This has nothing to do with anthropogenic climate change or the lack thereof. This is just plain freaky. A man has been stung by a thimble-sized Irukandji jellyfish 25 metres above the ocean while fishing from a bulk carrier, and needed to be airlifted back to the mainland for treatment. The resuce helicopter paramedics took awhile to work it out, but put together his symptoms and signs with the fact he reported getting sprayed with water while fishing off the deck of the cargo ship, and decided it must have been an Irukandji sting.
Australians are born with the knowledge that there is an all-pervading tacit agreement amongst the populace to maintain certain globally held beliefs about our country, for example: We all rode to school on kangaroos (this one is not negotiable, even first generation Vietnamese-Australians and Sudanese refugees know not to cock this one up when talking to foreigners), and any variation on the theme of "everything is poisonous and will kill you".
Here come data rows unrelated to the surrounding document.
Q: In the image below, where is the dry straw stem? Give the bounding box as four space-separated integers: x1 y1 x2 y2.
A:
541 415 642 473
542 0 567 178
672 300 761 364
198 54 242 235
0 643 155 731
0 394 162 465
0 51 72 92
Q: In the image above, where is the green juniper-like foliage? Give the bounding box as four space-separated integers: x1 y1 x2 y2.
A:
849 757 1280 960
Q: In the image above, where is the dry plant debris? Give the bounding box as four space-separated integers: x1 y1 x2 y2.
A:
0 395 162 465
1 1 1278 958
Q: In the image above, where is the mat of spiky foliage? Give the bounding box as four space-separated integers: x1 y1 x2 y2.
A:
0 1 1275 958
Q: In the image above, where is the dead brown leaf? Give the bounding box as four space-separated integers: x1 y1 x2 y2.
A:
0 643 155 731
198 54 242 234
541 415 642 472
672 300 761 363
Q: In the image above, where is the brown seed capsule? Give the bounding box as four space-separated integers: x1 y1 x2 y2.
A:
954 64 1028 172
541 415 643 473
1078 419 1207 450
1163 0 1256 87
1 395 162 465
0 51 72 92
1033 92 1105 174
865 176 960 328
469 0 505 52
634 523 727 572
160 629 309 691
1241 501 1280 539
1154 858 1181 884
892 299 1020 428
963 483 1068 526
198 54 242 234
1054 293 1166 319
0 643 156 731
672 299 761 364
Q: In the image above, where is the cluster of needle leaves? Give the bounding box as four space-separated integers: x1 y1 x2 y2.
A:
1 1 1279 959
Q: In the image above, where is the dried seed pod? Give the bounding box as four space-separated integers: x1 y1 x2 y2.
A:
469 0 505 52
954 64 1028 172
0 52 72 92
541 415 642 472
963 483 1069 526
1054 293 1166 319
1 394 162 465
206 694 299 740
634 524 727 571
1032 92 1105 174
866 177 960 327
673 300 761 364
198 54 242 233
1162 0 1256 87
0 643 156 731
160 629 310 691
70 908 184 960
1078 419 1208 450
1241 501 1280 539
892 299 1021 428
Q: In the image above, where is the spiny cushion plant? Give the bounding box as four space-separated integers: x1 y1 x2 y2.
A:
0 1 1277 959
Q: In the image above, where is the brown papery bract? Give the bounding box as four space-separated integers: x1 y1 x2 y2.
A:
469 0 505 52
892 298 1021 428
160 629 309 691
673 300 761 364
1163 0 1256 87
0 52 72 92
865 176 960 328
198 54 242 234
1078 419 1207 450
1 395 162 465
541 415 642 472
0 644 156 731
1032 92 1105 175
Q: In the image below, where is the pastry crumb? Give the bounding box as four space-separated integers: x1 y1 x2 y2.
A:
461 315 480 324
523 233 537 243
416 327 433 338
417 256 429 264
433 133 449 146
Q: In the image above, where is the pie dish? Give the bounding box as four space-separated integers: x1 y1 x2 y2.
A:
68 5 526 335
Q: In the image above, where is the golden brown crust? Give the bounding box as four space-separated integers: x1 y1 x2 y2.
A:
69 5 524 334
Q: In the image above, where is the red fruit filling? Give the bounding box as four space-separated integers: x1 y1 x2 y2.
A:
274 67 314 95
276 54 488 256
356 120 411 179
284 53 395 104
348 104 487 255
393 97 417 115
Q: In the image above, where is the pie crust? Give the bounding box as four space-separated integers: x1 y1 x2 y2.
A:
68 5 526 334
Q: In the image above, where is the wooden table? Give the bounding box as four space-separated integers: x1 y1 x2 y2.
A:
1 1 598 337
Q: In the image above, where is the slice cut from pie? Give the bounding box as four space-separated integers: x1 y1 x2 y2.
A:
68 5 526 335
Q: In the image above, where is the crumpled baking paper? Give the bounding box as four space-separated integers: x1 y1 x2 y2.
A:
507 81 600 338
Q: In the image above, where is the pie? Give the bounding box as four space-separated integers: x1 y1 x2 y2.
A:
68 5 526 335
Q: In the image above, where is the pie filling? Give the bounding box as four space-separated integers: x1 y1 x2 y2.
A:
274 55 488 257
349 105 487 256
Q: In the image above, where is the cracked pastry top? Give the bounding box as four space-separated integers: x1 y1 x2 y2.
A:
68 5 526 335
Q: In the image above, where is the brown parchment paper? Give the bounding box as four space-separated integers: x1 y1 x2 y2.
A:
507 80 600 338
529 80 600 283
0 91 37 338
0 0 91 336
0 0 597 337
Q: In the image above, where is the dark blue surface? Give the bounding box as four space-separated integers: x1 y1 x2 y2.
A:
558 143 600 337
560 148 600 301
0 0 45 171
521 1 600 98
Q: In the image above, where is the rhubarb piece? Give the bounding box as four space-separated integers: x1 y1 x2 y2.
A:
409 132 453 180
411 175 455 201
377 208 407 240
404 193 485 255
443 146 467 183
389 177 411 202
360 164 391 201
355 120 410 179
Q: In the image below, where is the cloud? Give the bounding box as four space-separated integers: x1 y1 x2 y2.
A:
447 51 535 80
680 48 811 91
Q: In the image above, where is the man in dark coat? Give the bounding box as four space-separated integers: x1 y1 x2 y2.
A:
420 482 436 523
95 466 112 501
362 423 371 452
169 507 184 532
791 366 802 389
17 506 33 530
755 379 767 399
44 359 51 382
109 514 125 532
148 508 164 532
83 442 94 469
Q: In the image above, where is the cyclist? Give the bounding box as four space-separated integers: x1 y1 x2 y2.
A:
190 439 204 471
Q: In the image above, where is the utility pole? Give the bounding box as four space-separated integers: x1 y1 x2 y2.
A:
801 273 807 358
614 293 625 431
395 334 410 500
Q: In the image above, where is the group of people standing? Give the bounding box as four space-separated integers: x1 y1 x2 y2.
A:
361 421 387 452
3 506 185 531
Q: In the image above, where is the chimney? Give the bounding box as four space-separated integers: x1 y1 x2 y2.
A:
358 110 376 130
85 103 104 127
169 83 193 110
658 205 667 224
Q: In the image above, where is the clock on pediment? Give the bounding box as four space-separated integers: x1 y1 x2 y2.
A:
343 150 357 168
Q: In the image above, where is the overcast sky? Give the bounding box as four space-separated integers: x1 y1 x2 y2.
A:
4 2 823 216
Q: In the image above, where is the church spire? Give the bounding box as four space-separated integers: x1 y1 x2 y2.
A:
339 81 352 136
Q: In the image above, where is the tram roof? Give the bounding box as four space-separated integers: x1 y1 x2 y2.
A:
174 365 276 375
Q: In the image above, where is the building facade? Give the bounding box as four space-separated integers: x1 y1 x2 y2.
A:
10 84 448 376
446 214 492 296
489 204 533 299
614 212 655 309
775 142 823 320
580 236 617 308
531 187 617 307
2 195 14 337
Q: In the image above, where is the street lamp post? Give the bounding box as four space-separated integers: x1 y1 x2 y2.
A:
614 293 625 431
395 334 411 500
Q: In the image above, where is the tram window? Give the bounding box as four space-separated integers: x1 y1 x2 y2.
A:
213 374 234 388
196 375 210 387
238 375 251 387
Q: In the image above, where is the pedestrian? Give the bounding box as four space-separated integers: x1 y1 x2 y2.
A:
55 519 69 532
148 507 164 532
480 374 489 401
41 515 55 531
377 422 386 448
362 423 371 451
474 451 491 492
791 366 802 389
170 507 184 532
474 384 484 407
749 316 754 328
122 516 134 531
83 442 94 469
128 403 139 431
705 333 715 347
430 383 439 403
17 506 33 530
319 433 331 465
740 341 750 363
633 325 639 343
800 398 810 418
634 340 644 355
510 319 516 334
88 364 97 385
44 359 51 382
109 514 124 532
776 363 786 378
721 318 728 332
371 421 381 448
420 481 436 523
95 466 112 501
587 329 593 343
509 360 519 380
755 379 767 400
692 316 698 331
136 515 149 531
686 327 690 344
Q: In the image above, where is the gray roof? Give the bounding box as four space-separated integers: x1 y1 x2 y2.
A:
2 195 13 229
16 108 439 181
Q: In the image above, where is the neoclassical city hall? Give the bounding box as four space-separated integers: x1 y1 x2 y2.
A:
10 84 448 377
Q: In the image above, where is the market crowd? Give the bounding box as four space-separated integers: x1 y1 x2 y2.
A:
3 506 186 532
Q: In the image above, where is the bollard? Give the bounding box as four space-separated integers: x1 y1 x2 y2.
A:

So there you go, Irukandji are tiny, translucent and essentially invisible, they are enormously venomous, hurt like a bastard and can make your blood-pressure do tumbleturns anywhere between 40 and 200+ mmHg. Thats when they're not killing you. And now THEY CAN FLY.
If this doesn't freak you out, then consider the young girl in Point Lonsdale who yesterday took home some shells from the beach and was cleaning them in the bathtub, only to have a blue-ringed octopus fall out. This one even freaks me out. Blue-ringed octopi are quite literally deadly, and they're tiny, and just to really scare the crap out of everyone, don't even display their distinctive blue rings until you piss them off.
Welcome to Australia. Its hotter than hell and everything is poisonous and will kill you, but at least we're good at sport.